Desfile pró-Luiz Inácio Lula da Silva gera ações judiciais e atrito com evangélicos

Homenagem na Sapucaí provoca contestações legais e desgaste político em ano eleitoral

Desfile pró-Luiz Inácio Lula da Silva na Sapucaí enfrenta ações judiciais e críticas de evangélicos, marcando crise para o governo em ano eleitoral.

O desfile pró-Luiz Inácio Lula da Silva realizado pela Acadêmicos de Niterói na Marquês de Sapucaí no último domingo (15/2) gerou um saldo significativo de quase dez ações judiciais e um desgaste político junto à comunidade evangélica, configurando a primeira crise relevante do governo em 2026, ano eleitoral. A homenagem ao presidente, que incluiu referências a sua trajetória e políticas públicas, provocou mobilizações na Justiça Eleitoral e reações negativas dentro do espectro religioso.

Ações judiciais contra o desfile pró-Luiz Inácio Lula da Silva

Desde o início de fevereiro, ao menos nove ações foram protocoladas no Tribunal Superior Eleitoral (TSE) e na Justiça Federal para contestar o desfile. As principais acusações giram em torno da suposta propaganda eleitoral antecipada e do uso indevido de recursos públicos para financiar a apresentação da escola de samba. No período pré-Carnaval, dois pedidos de liminar para impedir o desfile já haviam sido negados, mas o TSE manteve a possibilidade de reanálise após o evento.

Entre os partidos que acionaram a corte estão o Partido Liberal (PL), do ex-presidente Jair Bolsonaro, que pediu apuração para possível ação de inelegibilidade, e o Partido Missão, ligado ao Movimento Brasil Livre (MBL), que busca impedir o uso de imagens do desfile na campanha de reeleição de Lula.

Impactos políticos e desgaste com o segmento evangélico

O desfile não se limitou a causar controvérsia judicial, mas também afetou a relação política do governo com os evangélicos. A alegoria que retratava famílias conservadoras dentro de latas de conserva, com uma ilustração externa feliz, porém deteriorada internamente, foi interpretada como uma crítica ao eleitorado evangélico, ainda que a escola não tenha feito referência direta a grupo específico. Isso gerou repercussão negativa e uma nota de repúdio da Frente Parlamentar Evangélica, que classificou a apresentação como desrespeitosa.

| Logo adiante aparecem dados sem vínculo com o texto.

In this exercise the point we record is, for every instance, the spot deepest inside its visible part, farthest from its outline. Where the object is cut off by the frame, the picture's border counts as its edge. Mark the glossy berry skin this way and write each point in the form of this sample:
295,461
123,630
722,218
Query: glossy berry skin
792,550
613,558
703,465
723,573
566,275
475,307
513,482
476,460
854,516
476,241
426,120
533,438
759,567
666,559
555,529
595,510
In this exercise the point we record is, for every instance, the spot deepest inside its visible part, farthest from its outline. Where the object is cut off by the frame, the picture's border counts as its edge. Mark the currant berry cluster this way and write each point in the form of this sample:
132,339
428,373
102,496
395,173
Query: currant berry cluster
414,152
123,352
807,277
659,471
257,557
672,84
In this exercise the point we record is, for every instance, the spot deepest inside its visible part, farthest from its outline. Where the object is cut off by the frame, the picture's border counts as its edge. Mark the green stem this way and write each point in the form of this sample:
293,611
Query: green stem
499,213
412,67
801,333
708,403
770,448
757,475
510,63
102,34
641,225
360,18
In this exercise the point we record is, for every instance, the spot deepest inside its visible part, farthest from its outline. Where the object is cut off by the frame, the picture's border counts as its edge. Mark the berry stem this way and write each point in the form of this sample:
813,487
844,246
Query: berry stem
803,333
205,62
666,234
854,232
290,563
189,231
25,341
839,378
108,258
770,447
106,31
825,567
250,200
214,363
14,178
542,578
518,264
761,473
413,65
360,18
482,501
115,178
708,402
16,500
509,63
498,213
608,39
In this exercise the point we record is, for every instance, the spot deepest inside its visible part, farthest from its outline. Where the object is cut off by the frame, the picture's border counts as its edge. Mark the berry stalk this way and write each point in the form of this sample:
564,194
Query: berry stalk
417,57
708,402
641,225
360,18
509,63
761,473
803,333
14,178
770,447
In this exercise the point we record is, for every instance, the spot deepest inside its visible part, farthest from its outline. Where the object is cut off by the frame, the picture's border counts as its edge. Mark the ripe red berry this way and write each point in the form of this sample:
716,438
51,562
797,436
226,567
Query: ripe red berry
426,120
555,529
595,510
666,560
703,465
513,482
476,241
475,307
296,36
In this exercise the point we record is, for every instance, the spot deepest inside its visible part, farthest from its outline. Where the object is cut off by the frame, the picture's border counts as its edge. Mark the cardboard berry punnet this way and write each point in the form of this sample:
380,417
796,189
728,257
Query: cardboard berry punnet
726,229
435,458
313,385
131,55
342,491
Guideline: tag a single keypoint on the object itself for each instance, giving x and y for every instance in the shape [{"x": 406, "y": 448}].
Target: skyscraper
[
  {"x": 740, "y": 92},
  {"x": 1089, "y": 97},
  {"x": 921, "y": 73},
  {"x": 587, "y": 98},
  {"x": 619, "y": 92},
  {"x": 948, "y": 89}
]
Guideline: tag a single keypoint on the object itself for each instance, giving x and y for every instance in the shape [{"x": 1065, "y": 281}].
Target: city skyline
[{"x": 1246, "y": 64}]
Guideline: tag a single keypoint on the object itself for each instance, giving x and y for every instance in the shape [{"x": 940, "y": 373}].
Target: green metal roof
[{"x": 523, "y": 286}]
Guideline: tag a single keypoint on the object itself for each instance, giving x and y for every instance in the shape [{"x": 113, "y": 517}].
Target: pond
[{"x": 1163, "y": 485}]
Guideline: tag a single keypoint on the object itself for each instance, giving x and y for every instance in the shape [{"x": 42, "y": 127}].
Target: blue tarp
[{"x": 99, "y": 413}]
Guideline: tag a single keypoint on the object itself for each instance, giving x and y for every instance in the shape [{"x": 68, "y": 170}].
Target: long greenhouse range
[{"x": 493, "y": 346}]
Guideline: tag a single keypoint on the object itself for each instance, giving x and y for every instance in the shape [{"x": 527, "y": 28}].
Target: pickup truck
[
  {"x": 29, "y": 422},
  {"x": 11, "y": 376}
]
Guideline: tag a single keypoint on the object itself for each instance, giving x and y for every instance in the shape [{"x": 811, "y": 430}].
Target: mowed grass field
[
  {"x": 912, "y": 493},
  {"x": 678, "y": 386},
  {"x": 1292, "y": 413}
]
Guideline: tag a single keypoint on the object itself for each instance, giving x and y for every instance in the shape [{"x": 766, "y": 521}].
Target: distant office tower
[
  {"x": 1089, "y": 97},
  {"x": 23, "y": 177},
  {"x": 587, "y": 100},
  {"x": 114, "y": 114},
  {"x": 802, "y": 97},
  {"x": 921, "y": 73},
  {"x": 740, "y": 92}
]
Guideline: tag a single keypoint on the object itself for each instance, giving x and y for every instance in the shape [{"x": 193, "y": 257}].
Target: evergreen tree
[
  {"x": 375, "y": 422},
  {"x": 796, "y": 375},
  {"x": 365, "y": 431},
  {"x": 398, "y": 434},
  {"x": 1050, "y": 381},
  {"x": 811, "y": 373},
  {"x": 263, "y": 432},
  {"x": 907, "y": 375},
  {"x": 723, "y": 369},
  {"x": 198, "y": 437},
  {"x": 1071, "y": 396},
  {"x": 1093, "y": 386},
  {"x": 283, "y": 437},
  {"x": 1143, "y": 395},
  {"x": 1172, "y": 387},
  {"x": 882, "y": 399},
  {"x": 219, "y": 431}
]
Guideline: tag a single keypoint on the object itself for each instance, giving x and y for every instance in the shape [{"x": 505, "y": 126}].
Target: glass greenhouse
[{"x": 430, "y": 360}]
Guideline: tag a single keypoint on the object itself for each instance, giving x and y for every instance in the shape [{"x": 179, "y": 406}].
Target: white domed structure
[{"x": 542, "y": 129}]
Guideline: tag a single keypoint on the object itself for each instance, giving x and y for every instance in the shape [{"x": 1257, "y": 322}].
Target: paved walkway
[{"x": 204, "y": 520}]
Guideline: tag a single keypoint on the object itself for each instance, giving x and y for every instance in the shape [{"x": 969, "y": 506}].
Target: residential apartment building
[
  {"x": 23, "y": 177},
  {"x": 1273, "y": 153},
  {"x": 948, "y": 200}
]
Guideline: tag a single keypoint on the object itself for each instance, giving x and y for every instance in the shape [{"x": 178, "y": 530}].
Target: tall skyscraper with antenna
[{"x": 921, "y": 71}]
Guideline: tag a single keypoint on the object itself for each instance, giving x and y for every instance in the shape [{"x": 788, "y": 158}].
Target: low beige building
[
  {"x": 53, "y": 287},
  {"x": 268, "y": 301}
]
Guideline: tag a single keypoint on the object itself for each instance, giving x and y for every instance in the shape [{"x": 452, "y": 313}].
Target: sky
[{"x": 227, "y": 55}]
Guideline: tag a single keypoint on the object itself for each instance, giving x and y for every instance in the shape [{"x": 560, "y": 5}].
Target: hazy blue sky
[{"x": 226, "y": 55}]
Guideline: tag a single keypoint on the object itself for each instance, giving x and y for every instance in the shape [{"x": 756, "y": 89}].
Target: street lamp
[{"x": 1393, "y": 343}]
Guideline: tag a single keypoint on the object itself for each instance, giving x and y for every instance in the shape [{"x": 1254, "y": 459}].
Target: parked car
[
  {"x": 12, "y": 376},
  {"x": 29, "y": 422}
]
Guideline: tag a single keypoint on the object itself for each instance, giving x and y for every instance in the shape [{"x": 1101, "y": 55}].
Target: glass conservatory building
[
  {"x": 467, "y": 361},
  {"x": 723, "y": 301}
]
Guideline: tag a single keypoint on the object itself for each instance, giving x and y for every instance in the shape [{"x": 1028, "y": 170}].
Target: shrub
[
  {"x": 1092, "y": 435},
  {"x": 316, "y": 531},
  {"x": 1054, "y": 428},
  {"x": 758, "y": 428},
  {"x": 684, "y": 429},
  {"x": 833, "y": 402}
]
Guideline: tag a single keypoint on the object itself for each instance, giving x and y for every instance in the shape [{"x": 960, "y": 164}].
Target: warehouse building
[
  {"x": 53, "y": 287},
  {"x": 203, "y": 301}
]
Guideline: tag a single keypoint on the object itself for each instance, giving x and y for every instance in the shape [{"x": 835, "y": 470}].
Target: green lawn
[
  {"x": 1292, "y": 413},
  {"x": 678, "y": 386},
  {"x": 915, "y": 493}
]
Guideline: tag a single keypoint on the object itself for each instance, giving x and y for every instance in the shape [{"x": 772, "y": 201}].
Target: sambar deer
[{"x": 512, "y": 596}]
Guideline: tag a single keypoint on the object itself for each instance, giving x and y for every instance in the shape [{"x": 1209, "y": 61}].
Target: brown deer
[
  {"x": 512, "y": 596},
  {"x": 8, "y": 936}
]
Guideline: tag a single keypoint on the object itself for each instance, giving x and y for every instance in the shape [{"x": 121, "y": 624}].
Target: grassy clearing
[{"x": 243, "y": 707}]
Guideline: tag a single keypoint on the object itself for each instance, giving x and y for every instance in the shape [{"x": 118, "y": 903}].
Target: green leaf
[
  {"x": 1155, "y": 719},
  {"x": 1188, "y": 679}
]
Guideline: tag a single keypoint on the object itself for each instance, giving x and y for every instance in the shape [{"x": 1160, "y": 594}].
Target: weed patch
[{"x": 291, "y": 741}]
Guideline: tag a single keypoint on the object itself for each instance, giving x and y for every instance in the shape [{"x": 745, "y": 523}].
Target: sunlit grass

Deputados e líderes evangélicos expressaram insatisfação, afirmando que o ato poderia afastar parte do eleitorado, inclusive apoiadores anteriores do governo. O deputado federal Otoni de Paula (MDB-RJ), que já participou de agendas evangélicas no Palácio do Planalto, destacou que o governo deve respeitar valores conservadores para manter o diálogo com a sociedade.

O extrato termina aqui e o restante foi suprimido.